なのになぜ取り調べも受けず警察の上司に信用され、部外者には教えられないはずの情報を警察官ではないただの事務であり容疑者の1人である森口泉は教えてもらって好きに動けるのか疑問でした。けど最後のどんでん返しで腑に落ちました。泳がされて駒にされていた。犯人の思うままに動かされていたのですね。恐ろしい。

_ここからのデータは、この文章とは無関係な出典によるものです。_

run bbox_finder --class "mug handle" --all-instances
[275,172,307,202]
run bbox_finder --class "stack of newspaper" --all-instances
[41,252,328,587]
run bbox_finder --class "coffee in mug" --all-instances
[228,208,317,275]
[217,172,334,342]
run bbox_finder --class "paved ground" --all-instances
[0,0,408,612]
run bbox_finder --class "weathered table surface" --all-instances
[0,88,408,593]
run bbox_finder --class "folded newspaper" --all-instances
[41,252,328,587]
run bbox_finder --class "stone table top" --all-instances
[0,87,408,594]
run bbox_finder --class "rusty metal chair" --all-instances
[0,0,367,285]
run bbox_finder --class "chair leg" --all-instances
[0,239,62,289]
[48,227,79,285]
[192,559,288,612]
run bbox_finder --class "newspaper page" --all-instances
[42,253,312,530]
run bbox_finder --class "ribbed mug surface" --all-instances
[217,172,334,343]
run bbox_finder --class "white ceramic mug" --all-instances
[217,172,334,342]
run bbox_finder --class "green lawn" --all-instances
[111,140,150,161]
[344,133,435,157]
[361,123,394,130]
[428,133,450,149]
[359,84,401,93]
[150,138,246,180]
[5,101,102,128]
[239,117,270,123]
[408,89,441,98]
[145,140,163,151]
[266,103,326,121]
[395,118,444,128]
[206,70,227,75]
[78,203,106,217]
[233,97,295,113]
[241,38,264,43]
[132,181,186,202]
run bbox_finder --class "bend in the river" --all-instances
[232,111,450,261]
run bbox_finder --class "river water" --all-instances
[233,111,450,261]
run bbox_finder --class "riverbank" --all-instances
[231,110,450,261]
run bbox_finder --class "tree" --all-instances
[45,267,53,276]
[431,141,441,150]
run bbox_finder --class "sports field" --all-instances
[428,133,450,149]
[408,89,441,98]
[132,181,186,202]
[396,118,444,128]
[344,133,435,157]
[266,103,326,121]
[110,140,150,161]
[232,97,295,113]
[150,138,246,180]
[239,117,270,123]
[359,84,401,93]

しかし、簡単に人を殺せる犯人に証拠もなくあそこまで暴露するなんて、森口泉、かなり危険では。森口泉のこれまでの行動からしてもこれから犯人の証拠探しで動き回りそうですし、なので森口泉本人も最後、
「私は殺されますか…?」
と震えています。
ところがそこはそのままでそれ以上の描写はなく、森口泉はむしろ将来の夢を語って終わります。不穏かもしれない未来をもう少し醸し出して欲しかったなと思います。
後1点、些末な引っかかった点ですが。
被害者の津村千佳(森田想)の爪からは実行犯の皮膚が検出され、DNA鑑定から実行犯が特定されます。しかし実行犯は津村千佳確保時から殺害時まで、フードマント(?)をすっぽり頭から被っており、皮膚を露出していません。物語の最後の方で津村千佳の爪が実行犯の首あたりに当たっているような描写はありましたが、後ろ手であんな狭い首のところにちょうど入って引っかけるかなぁ。と思ってしまいました。
また、真犯人は実行犯の身バレを望んでいたように思うので、もう少し露出した普通の格好の方が引っかかれる確率が上がって良かった気がします(ただ、フードマントのおかげで不気味さが増し、誰が実行犯なのかも隠せるので物語的にはいいですよね)。
それにしても、
「死んでしまった命と、いま生きている命、どちらの方が大事なんですか?」
この台詞は刺さりました。考えさせられます。